Published in The History of Parliament: the House of Commons 1715-1754, ed. R. Sedgwick, 1970
Available from Boydell and Brewer



1741 - 1754
1761 - 10 Oct. 1767

Family and Education

bap. 9 Apr. 1712, 1st s. of Sir Edmund Thomas, 2nd Bt., by Mary, da. of John Howe, M.P., of Stowell, Glos. educ. Westminster 1725; M. Temple 1728; Queen’s, Oxf. 1730. m. May 1740, Abigail, da. of Sir Thomas Webster, 1st Bt., of Battle Abbey, Suss., wid. of William Northey and mother of William Northey, 3s. suc. fa. 1723.

Offices Held

Groom of the bedchamber to the Prince of Wales 1742-51; clerk of the household to the Princess Dowager 1756-7; jt. treasurer to the Princess 1757-61; ld. of Trade Mar. 1761-Apr. 1763; surveyor gen. of woods north and south of Trent 1763-d.


Thomas’s marriage to William Northey’s widow gained him influence in Wiltshire, for which his uncle John Howe, afterwards Lord Chedworth, sat till 1741. His return, with Edward Bayntun Rolt, for Chippenham in that year led to the unsuccessful petition by the defeated court party candidates on which Walpole resigned.1 Taken into the Prince’s service, he at first supported the new Administration, speaking in favour of the motion for continuing British troops in Flanders on 11 Jan. 1744.2 In 1747 he followed Frederick into opposition, supporting the 2nd Lord Egmont’s motion of 7 Feb. 1749 for laying before the House copies of all proposals made for peace with France between 1744 and 1747.

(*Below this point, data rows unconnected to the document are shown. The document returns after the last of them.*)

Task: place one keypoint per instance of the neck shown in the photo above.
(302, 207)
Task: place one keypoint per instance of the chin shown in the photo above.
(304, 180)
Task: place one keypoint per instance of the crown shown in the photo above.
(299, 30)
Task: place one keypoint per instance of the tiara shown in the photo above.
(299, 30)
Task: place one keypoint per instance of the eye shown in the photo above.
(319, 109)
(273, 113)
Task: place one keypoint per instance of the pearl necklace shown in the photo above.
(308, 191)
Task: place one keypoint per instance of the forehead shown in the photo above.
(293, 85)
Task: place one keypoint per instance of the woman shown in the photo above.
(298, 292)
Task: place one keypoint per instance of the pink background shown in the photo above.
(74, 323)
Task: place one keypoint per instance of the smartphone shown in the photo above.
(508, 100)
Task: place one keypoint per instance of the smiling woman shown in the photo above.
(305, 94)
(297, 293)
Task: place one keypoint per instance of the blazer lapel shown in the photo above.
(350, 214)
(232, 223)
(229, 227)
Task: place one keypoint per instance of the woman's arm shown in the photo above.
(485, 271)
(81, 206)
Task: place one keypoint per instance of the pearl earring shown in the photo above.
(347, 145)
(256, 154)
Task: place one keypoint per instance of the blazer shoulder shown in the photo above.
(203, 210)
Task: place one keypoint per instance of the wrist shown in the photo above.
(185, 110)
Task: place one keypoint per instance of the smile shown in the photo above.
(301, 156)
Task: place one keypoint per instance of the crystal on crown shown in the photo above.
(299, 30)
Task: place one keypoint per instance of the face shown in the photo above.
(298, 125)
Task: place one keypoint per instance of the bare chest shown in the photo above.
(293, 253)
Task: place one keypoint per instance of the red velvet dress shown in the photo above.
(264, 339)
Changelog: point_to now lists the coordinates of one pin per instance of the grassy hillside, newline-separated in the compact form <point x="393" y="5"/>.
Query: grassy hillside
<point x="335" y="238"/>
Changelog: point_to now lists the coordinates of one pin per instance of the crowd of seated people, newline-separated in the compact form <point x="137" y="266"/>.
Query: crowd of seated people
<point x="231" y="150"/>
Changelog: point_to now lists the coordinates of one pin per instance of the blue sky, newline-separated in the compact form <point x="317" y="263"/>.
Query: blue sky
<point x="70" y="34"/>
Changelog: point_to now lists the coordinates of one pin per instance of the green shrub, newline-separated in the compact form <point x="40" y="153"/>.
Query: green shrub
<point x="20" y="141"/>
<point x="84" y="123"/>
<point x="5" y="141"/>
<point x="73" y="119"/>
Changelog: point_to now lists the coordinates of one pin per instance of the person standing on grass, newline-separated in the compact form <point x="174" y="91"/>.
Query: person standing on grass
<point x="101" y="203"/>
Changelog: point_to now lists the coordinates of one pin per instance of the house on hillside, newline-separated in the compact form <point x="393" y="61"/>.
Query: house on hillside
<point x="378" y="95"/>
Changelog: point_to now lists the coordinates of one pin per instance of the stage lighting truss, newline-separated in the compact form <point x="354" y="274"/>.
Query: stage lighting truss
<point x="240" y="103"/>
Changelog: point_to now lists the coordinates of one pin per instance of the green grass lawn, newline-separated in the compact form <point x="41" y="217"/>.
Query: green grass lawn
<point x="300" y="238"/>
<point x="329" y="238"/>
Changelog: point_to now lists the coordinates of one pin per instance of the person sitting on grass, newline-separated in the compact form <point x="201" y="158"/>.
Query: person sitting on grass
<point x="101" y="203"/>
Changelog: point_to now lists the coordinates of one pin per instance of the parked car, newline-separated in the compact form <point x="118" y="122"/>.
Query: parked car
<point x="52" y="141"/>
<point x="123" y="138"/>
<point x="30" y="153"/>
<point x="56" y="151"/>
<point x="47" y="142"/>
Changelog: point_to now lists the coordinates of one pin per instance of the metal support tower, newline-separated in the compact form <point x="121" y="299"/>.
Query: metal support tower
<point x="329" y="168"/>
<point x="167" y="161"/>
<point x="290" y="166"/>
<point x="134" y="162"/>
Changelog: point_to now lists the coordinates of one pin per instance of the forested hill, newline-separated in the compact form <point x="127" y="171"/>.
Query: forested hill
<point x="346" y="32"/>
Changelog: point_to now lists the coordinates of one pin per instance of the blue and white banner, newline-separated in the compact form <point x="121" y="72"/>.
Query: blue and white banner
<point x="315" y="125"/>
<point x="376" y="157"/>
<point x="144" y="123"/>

In Egmont’s list of future office holders on Frederick’s accession Thomas is variously placed as a lord of the Admiralty, second secretary to the Admiralty, groom of the bedchamber with £800 p.a., and auditor to the Queen or Prince. On Frederick’s death in 1751 Sir Thomas Webster wrote to Newcastle asking that Thomas, Webster’s son-in-law, should be given a place with Prince George,3 but the King had already shown his disfavour to this.4 However, he wrote shortly afterwards to his friend Sir John Cust:

[I] have (between friends) all the reason in the world to be satisfied of [H.] R. H. [’s] good and gracious intentions towards me, from which I have reason to hope for the earliest good effects.5

Later in the year he applied for an interview with Newcastle6 but he was not given a place till 1756, when he was out of Parliament. He died 10 Oct. 1767.

Ref Volumes: 1715-1754


  • 2. Yorke’s parl. jnl. Parl. Hist. xiii. 393.
  • 3. Webster to Newcastle, 12 Apr. 1751, Add. 32724, f.231.
  • 4. Newcastle to Pelham, 10 Apr. 1751, Newcastle (Clumber) mss.
  • 5. Thomas to Cust, 11 June 1751, Recs. Cust Fam. (ser. 3), p. 143
  • 6. Thomas to Newcastle, 24 Nov. 1751, Add. 32725, f.435.